Ambassador Joseph is Emeritus Professor of the Practice of Public Policy in Sanford School. He came to Duke in 2000, and for many years has been connected to the Hart Leadership Program as Leader-in-Residence. He founded the United States—Southern Africa Center for Leadership and Public Values as a joint venture between Duke and the University of Cape Town. He has served four U.S. Presidents in executive and senior advisory roles. He served as U.S. Ambassador to South Africa from 1996-2000, and was awarded the highest honor a citizen of another country could receive from the Republic of South Africa, the Order of Good Hope.
Hart Leadership Program Director Alma Blount convened the gathering with the following remarks:
“One of the fascinating things about Ambassador Joseph is the way his career has spanned the public, private and independent sectors. He has received so many awards and honorary degrees for his work—it would take an hour to list and describe them. We are not going to do that, though, because we want to give Jim time to read from his book, dialogue with us a bit, and do a book signing.
I want to mention, though, that Jim received a new round of prestigious awards just a few weeks ago at commemoration events in Louisiana for the 10th anniversary of Hurricane Katrina. These awards were for his role as chair of the Louisiana Disaster Recovery Foundation.
In preparing for this book party, I realized that Jim’s connection with Sanford School goes way back—even earlier than I thought. He told me that Joel recruited him to be on the advisory board for the Institute for Policy Sciences and Public Affairs, back when our institution was based in Old Chem, in the early 1970s.

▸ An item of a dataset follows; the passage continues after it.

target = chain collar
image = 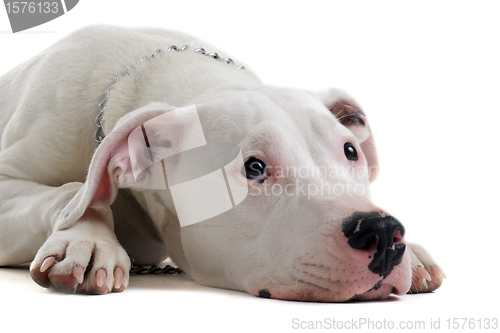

Jim and I first met when HLP’s Leader-in-Residence Susan King brought him to Duke in the late 1990s. I was already familiar with his work, because I had been using one of his books, Remaking America, in my leadership courses since its publication in 1995.
I remember very well that Susan went after Jim in a major way and was determined to bring lure him to Duke to teach. As I read Saved for a Purpose this weekend, I was delighted to come across a passage where Jim described Susan’s efforts:
‘I had served on the advisory board for the predecessor institution at Duke University that is now the Sanford School of Public Policy, and I was being strongly urged and recruited by Susan King, a friend and Duke trustee, to consider this highly regarded institution as a potential home for both teaching and a continuing engagement with South Africa. Susan was persistent, even sending Duke T-shirts to my two immediate assistants in Pretoria to ensure that they accepted her calls…’
I found Saved for a Purpose to be distinct from Jim’s other books in that it’s a personal story—a memoir—about Jim’s lifelong journey of connecting his personal convictions and ethical principles to the difficult work of changing public institutions and systems, politics and policies. He calls this book his ethical autobiography. There is a warm, storytelling tone to it from the beginning, and in fact it’s a page turner. It’s a powerful story about leadership and what Jim calls “building community by design.”